Holographic Spectral Functions with Momentum Relaxation

TL;DR

This paper investigates how momentum relaxation affects fermionic spectral functions in two holographic models, revealing similar phase diagrams despite different geometries and contrasting effects on DC conductivities.

Contribution

It constructs comprehensive phase diagrams of spectral functions in models with momentum relaxation, highlighting similarities and differences in spectral and transport properties.

Findings

Spectral function phase diagrams are similar across models.

Momentum relaxation impacts spectral phases similarly in both models.

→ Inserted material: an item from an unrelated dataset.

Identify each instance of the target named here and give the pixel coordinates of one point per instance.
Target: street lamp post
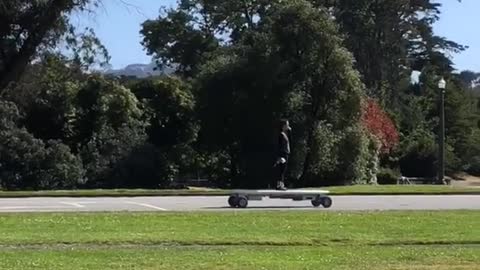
(441, 152)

Effects on DC conductivities differ significantly between models.

Abstract

We study (fermionic) spectral functions in two holographic models, the Gubser-Rocha-linear axion model and the linear axion model, where translational symmetry is broken by axion fields linear to the boundary coordinates ($\psi_{I}=\beta \delta_{Ii} x^{i}$). Here, $\beta$ corresponds to the strength of momentum relaxation. The spectral function is computed by the fermionic Green's function of the bulk Dirac equation, where a fermion mass, $m$, and a dipole coupling, $p$, are introduced as input parameters. By classifying the shape of spectral functions, we construct complete phase diagrams in ($m,p,\beta$) space for both models. We find that two phase diagrams are similar even though their background geometries are different. We also find that the effect of momentum relaxation on the (spectral function) phases of two models are similar even though the effect of momentum relaxation on the DC conductivities of two models are very different. We suspect that this is because holographic fermion does not back-react to geometry in our framework.